Generally speaking, every time you get such an optimistic result, focus on finding errors. In our case, it is doubtful that we made an error in the trading logic – it’s too primitive and we tested it manually. So, what is it that we probably missed in our backtesting that led to this unrealistically great result? Or maybe this result is indeed realistic?
Of course and unfortunately, it is not.
Let’s go back to the emulateBrokerExecution function again. We assume that any order is executed on the bar’s close – which is fine as we don’t have tick data for backtesting. But our code makes no difference between the execution of buy and sell orders: they are both executed at the same price, in our example – bid. But when testing the live trading application earlier in this lesson, we saw that executing orders at actual prices (bid for sell orders and ask for buy orders) may make quite a difference in PnL. So, as we don’t have ask prices in our historical data, let’s emulate it: we will add a typical spread to the bar’s closing price, thus accounting for the difference between the bid and ask:
if order['Side'] == 'Buy':
order['Executed Price'] = bar['Close'] + 0.00005
In reality, the spread in EURUSD may vary from as low as 0 to as much as 0.0010 and even greater (usually before the release of important economic news; see Lesson 6, Basics of Fundamental Analysis and Its Possible Use in FX Trading), but it’s safe to assume that 1/2 pip is more or less adequate to emulate the average spread.
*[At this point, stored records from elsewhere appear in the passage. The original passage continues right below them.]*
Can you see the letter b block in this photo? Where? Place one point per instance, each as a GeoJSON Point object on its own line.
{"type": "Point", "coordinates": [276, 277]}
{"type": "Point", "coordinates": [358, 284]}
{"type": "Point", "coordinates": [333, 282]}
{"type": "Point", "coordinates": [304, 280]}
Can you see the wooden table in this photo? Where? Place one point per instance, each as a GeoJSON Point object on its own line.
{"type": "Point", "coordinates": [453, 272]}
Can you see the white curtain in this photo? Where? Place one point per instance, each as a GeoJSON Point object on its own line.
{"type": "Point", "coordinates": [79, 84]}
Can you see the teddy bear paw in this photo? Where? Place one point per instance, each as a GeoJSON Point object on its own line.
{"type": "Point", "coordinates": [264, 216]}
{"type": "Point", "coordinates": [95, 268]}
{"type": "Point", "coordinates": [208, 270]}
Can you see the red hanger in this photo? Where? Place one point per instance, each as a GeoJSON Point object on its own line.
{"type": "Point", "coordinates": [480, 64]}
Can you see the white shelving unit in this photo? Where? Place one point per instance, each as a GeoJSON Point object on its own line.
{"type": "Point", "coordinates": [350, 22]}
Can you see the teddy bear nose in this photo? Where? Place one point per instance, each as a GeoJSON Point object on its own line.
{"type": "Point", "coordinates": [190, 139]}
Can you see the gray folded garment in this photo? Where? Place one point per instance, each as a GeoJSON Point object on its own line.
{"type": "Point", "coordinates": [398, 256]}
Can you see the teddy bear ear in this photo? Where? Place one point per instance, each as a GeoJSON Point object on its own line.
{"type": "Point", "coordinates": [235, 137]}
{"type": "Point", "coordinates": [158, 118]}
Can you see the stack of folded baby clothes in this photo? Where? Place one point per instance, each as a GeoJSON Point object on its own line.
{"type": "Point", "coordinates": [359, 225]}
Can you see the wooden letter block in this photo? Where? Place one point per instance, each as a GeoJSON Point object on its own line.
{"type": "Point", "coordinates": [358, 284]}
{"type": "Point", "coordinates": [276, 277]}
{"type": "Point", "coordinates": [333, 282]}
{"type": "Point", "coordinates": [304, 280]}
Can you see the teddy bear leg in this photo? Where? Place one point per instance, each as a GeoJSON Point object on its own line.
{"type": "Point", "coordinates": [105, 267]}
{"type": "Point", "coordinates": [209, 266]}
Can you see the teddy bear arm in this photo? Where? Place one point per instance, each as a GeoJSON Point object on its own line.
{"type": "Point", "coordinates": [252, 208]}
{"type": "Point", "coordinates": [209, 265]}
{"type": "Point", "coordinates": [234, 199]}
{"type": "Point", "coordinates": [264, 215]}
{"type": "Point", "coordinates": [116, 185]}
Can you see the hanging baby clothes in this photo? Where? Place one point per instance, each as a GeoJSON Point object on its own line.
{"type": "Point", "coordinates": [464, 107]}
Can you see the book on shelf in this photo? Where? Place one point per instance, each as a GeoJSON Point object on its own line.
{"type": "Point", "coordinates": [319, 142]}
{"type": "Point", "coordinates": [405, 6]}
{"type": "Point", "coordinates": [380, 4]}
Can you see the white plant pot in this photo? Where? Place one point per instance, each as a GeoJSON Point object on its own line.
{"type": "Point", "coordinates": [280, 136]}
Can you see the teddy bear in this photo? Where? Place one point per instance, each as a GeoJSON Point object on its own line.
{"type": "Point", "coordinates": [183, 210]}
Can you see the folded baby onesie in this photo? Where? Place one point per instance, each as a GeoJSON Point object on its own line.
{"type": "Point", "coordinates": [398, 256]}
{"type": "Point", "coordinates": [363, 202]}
Let’s run the backtest again and see the equity curve:

Figure 11.14 – More realistic emulated equity curve of the test strategy
What a radical difference! Now, instead of steadily gaining money, the strategy is steadily losing money, and is doing so very, very quickly: it lost $100,000 in less than 3 years by trading only one so-called mini-lot (10,000 base currency).
How has this happened?
Although the strategy made money on paper without accounting for the spread, on average, it produced a ridiculously small amount of paper money per trade: it was less than the spread. As soon as we correctly emulated the execution of orders at the bid and ask, the Holy Grail vanished into thin air and the sad truth was revealed.
Note
This story should always be kept in mind when you do any market research and develop any strategy. Always make sure that you emulate the real market conditions to the best possible extent – to avoid getting too optimistic theoretical results and quite painful disappointment in production.
The greatest news after all this is that you now have a tool you can rely on: our backtesting platform.